While messy data can be messy in myriad ways, all tidy data follows the same structure, allowing us to easily manipulate and transform our data however we want.
For a dataset to be considered tidy, it needs to follow 3 key rules:
  1. 1.
    Every different variable in our dataset gets a column to itself.
  2. 2.
    Every different observation or object measured in our dataset gets a row to itself.
  3. 3.
    Every different value in our dataset gets its own cell.
In practice, this looks a little something like this!
The three rules of tidy data.
Remember, that in a data frame a column corresponds to a vector and a row corresponds to a list.
Let's look at the cats data set we created in the data structures chapter here. Is this a tidy dataset?
> cats
name colour weight hates_mondays
1 Otis black 11 FALSE
2 Luna calico 8 FALSE
3 Puss tabby 13 FALSE
4 Garfield ginger 42 TRUE
Yes it is! We have our four variables (name, colour, weight and hates_mondays) in their own columns, our four observations (Otis, Luna, Puss and Garfield) in their own rows, and only a single value in each of our cells.

What do I do if my dataset isn't tidy? Can I still use the tidyverse?

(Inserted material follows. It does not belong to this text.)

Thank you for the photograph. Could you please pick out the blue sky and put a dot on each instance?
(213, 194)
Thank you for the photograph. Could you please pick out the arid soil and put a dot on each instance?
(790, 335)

You most certainly can! While we won't be talking about it in this class, the tidyr package exists specifically to help you transform your data from a non-tidy to a tidy format. You can read more about tidyr and how to use it here.

Setting up the tidyverse

If you haven't yet, the first thing we're going to need to do is install the tidyverse package onto our computers for R to use. To do this, we need to run:
> install.packages ("tidyverse")
R will download and install a bunch of different files for us - don't worry if this takes a little while, we're installing quite a lot of stuff here!
Once we've downloaded the package, the next thing we need to do is load it into our R environment using the library() function, like so:
> library(tidyverse)
That library function attaches the tidyverse to our R session, allowing us to use the functions it contains. While it seems a bit redundant to need to load a package after we've already installed it, this is actually a useful safety feature to make sure we're using the functions we mean to. Note that you only need to install the tidyverse once, but you need to call the library command every time you start a new R session.
In R, function names are not unique and multiple different packages might contain functions by the same name that do different things. Loading only the packages you're using in a project helps to prevent these accidents from occurring.
Now that we've got the tidyverse up and running, let's jump in and start playing with a real world dataset!


Challenge 1

# Is this a tidy data set?
> dogs
name_birthyear name_age
1 Luke_2015 Butch_9
2 Barney_2019 Luke_6
3 Butch_2012 Barney_2
No, it is not.
1. Each variable does not have its own column.
2. Each value does not get its own cell.